Don't be so hard.  Some amazing people start out doing very typical and mundane things, such as making AMV's or badly written fan-fics.

...Not many, though.


----------



## yoka_neko (Oct 25, 2008)

mac - final cut
windows - premier pro


----------



## Hydramon (Oct 25, 2008)

Pfft. I'm allowed to make AMVs if I want. At least I'm doing something with my skills in my spare time. And anyways, its a step towards the future.
As for getting the programs, it looks like I'm going to have to pay to get a good video editing program. Oh well...


----------



## Kimmerset (Oct 25, 2008)

Just don't make stupid AMV's... oh shit.


----------



## Aden (Oct 25, 2008)

Hydramon said:


> Pfft. I'm allowed to make AMVs if I want.



Of course you are, I'm not denying that. I'm just _encouraging_ otherwise. Also doesn't mean I won't help you.

On that, you never specified what OS you're running. That can help us narrow stuff down.


----------



## Neybulot (Oct 26, 2008)

Hydramon said:


> Pfft. I'm allowed to make AMVs if I want. At least I'm doing something with my skills in my spare time.



I don't think the word for making any AMV would be "skill".


----------



## C. Lupus (Oct 30, 2008)

Neybulot said:


> I don't think the word for making any AMV would be &quot;skill&quot;.



 Then perhaps "hobby"?


----------



## lilEmber (Oct 31, 2008)

Wow, leave the guy alone i don't see you doing anything other than bitch about what he wants to be doing.

Anyway, windows movie maker is fine. Seriously, it is.

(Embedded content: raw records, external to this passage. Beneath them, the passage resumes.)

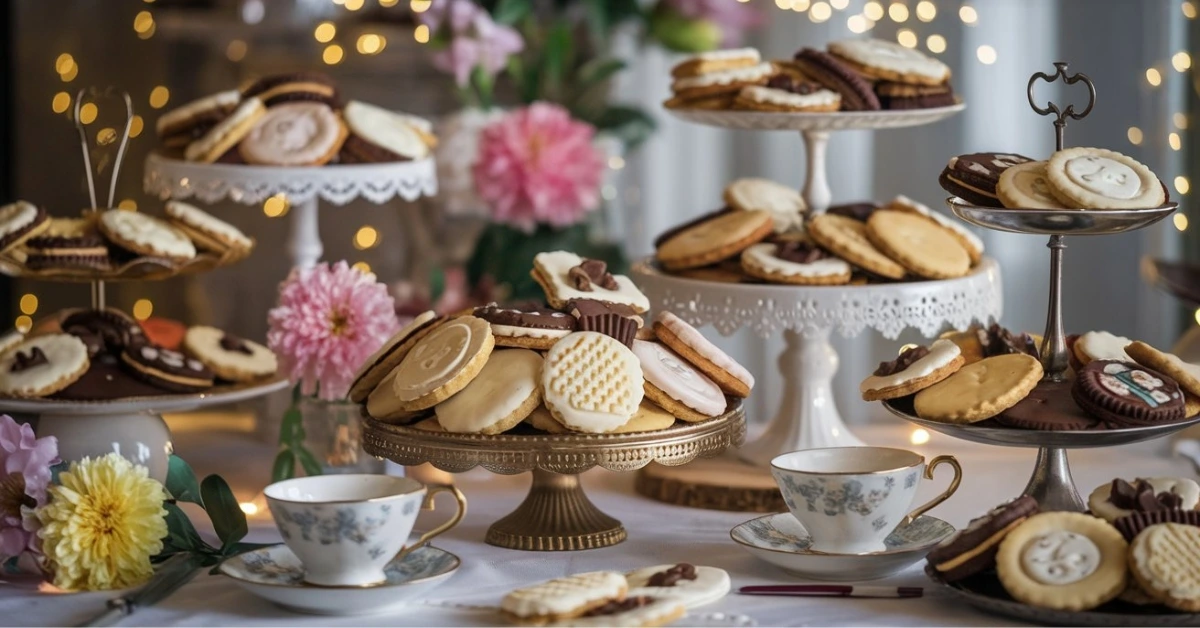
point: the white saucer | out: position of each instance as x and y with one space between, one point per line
275 574
781 540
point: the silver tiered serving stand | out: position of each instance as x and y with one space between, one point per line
1051 484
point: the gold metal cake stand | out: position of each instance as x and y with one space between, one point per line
556 515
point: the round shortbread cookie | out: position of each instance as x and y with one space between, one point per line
846 238
919 245
1093 178
592 383
1165 561
501 396
715 239
229 357
145 234
1025 185
42 365
1063 561
979 390
688 341
785 204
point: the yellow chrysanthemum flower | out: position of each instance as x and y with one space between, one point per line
103 522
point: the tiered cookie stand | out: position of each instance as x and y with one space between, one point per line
1051 483
556 514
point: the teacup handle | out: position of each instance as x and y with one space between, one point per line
427 504
946 495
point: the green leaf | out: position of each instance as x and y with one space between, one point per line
223 510
285 466
181 480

But if that doesn't suit you (for what ever reason) do a quick g]Google for some open source software, read up on the programs you find, and find out what one *you* think is best for the job.

Here,

http://tv.isg.si/site/?q=node/873

Enjoy! :3


----------



## Kimmerset (Oct 31, 2008)

Windows Movie Maker is usable, though I'd like something a little more detailed, myself.


----------



## Neybulot (Oct 31, 2008)

NewfDraggie said:


> Wow, leave the guy alone i don't see you doing anything other than bitch about what he wants to be doing.
> 
> Anyway, windows movie maker is fine. Seriously, it is.



That's because he has received a ton of suggestions, now this thread is going all over the place like short topics do.

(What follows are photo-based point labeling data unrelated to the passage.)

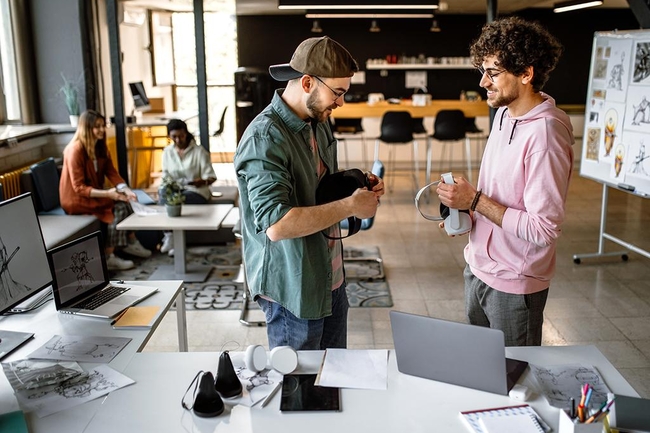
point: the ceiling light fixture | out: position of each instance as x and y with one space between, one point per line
434 26
316 28
323 16
357 4
575 4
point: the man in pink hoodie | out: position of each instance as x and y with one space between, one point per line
518 205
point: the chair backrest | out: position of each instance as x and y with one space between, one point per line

VirtualDub, Windows Movie Maker, Premier Pro, Vegas Video, and Adobe Premiere Elements.

Plus everything is free if you know the right place.


----------



## Kimmerset (Oct 31, 2008)

Neybulot said:


> That's because he has received a ton of suggestions, now this thread is going all over the place like short topics do.
> 
> VirtualDub, Windows Movie Maker, Premier Pro, Vegas Video, and Adobe Premiere Elements.
> 
> Plus everything is free if you know the right place.

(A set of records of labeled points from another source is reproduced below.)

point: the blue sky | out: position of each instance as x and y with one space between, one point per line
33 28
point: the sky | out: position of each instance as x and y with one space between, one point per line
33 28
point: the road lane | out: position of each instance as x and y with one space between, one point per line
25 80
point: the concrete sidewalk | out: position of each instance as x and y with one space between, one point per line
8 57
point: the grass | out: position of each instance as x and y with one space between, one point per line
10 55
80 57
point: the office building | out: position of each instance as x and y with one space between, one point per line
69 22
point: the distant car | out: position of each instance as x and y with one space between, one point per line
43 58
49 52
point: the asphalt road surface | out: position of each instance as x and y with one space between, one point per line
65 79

Keep in mind not everyone pirates like you or I do.  Though if you're looking for free, it's a safe bet to look up anything open-source.  And if you pirate, well, you should know where to look.


----------



## Neybulot (Oct 31, 2008)

Kimmerset said:


> Keep in mind not everyone pirates like you or I do.  Though if you're looking for free, it's a safe bet to look up anything open-source.  And if you pirate, well, you should know where to look.



Like was previously stated. VirtualDub. Doesn't require piracy.


----------



## Kimmerset (Oct 31, 2008)

Neybulot said:


> Like was previously stated. VirtualDub. Doesn't require piracy.



The name kinda gave it away.  I'm gonna check that one out.


----------



## NerdyMunk (Oct 31, 2008)

Adobe Premiere Pro?


----------



## conicer (Oct 31, 2008)

It's primarily a 3D modeling/animation program, but Blender 3D has a built-in video editing function.  From my experiences, its a pretty powerful if you can trudge its (steep) learning curve.


----------



## BrandedHawk91 (Oct 31, 2008)

Sony Vegas is pretty good for video editing, if your willing to pay the $100(aprx) price tag.


----------



## Aden (Nov 1, 2008)

Aden said:


> Blender has a built-in video sequence editor if you want to take the time to learn it.





conicer said:


> It's primarily a 3D modeling/animation program, but Blender 3D has a built-in video editing function.  From my experiences, its a pretty powerful if you can trudge its (steep) learning curve.



+1. 

/Check out my page if you like Blender stuff.


----------



## conicer (Nov 1, 2008)

Aw dang, should have read all of the posts thoroughly.


----------